We are using the term "burden" differently, and if you don’t believe there is any justification for opposing masks or limits on house parties - regardless how unsubstantiated the reason - then we can just say we disagree.
It's pretty straightforward, really. If masks were no burden, as I define burden, then people would have been voluntarily wearing them everywhere long before March 2020.
 

Chip Chipperson

Well-Known Member
No guarantees in life. We all must do our own risk assessment multiple times a day.

There are plenty of people who would think it unreasonable for a healthy young person to be afraid of Covid.

I personally think it's perfectly reasonable for someone like me. Young, healthy, fit, to not be afraid of Covid. The odds of me having a bad outcome are astronomically low. So I can't concern myself with them. If I did, I would have to start concerning myself with a host of other "potential" killers out there, and for me, that's no way to live.
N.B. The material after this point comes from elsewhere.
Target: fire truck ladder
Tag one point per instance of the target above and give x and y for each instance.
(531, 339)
Now, before you ask, I am vaccinated. I got vaccinated because the risk of a bad outcome from the vaccine is ALSO astronomically low, and I can't concern myself with that either.

The people who refuse to get vaccinated because they feel that they aren't at serious risk are selfish and clearly either haven't considered the risk of having a good outcome for themselves while spreading it to someone else who may not be so lucky or they just don't care that it's a realistic scenario at all. There are people out there who legitimately cannot get the vaccine due to an allergy or some other medical condition and there are people who haven't had the opportunity to get one due to lack of transportation to the nearest vaccination site, etc. When someone says, "I don't need the vaccine because I'll be fine if I catch COVID," they're admitting to a lack of concern for others and a lack of concern/awareness about the potential for more variants to pop up because of too many people with that attitude.